For example, I have a host OS (say, Ubuntu) with KVM enabled. I start a virtual machine with QEMU to run a guest OS (say, CentOS). It is said that to the host OS, this VM is just a process. So in the host's point of view, it handles page fault as usual (e.g., allocate page frame as needed, swap pages based on active/inactive lists if necessary).
Here is the question and my understanding. Within the guest OS, as it's still a full-fledged OS, I assume it still has all mechanisms handling virtual memory. It sees some virtualized physical memory provided by QEMU. By virtualized physical memory I mean the guest OS doesn't know it is in a VM, and still works as it would on a real physical machine, but what it has are indeed an abstraction given by QEMU. So even if a page frame is allocated to it, if that's not in guest's page table, the guest OS will still trigger a page fault and then map some page to the frame. What's worse, there may be a double page fault, where the guest first allocate some page frames upon page fault, which triggers page fault at host OS.

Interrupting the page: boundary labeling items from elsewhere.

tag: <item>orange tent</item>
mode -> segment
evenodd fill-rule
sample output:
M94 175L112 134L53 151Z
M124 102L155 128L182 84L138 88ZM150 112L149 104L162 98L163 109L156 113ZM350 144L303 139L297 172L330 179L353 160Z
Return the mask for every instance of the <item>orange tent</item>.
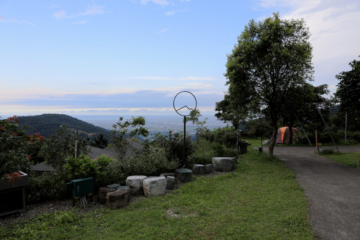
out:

However, I also heard something like shallow (or shadow) page table which seems could optimize this unnecessary double page fault and double page table issue. I also looked at some other kernel implementation, specifically unikernels, e.g., OSv, IncludeOS, etc. I didn't find anything related to page fault and page table mechanisms. I did see some symbols like page_fault_handler
but not as huge as what I saw in Linux kernel code. It seems memory management is not a big deal in these unikernel implementations. So I assume QEMU/KVM and some Intel's virtualization technologies have already handled that.
Any ideas in this topic? Or if you have some good references/papers/resources to this problem, or some hints would be very helpful.